The set for this Faust is a series of blank screens, which slide about quickly and frequently, tall canvases for constantly changing images provided by Berlin-based video artist Lillevan. This, along with large white cubes which become boxes for Marguerite’s jewels and for the extracted hearts collected by Méphistophélès, make it seem as if the whole thing is part of an elaborate installation, spellbinding in itself. It would not be out of place in Tate Modern. According to a comment in the programme by Rob Kearley, co-director with Ran Arthur Braun, the kaleidoscopic set (together with some major cuts and rearrangements in the fourth and fifth acts) is part of a bold plan to make the old favourite “contemporary” – a word with a myriad connotations, well-used in the operatic world – and to place it in “a political environment where everything is heightened, forced, false and manufactured”. The central part of the plan requires the audience to imagine that everything is happening right now in the United States, at a time when political campaigning is at its height.
At first Faust (Peter Auty) is linked to high finance, a man in a suit with a mid-life crisis who teeters on a window-sill above what can be assumed to be a pavement near Wall Street, observed by a crowd down below equipped with smartphones waiting for his jump. Méphistophélès (James Cresswell) whips out his immortal soul, a heart-like object, and masked, green-smocked surgeons loom backstage to make Faust forever young through cosmetic surgery, ready and able to enjoy to the full all the hedonistic pleasures. Cresswell’s rondo “Le veau d’or” is splendidly delivered, busy roulette tables featuring on the screens as money falls like confetti. So far, so promising: this must all relate to Mammon and casino banking, to obsessions with the latest technology and to plain old-fashioned greed. There are few problems here with the suspension of disbelief.

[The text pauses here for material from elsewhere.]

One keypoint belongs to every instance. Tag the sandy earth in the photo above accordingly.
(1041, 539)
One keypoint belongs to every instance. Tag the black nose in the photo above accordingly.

It gets harder later. Marguerite’s campaigning brother Valentin (the superb Marcin Bronikowski) is a kind of Southern Baptist politician, his followers waving aloft holy books coyly decorated with coloured stripes. They are enthusiastic anti-abortionists who wield placards (blank, to enable video messages) outside a clinic after Marguerite (Juanita Lascarro) has got rid of her baby, and this updating grates badly, not only because it implies that a modern termination is equivalent to the infanticide committed by Marguerite in the original version while her mind is wandering, but also because it is difficult to cram the devout Catholicism of Gounod’s France into an “equivalent” 21st-century fundamentalist Christian frame without amending the opera too drastically.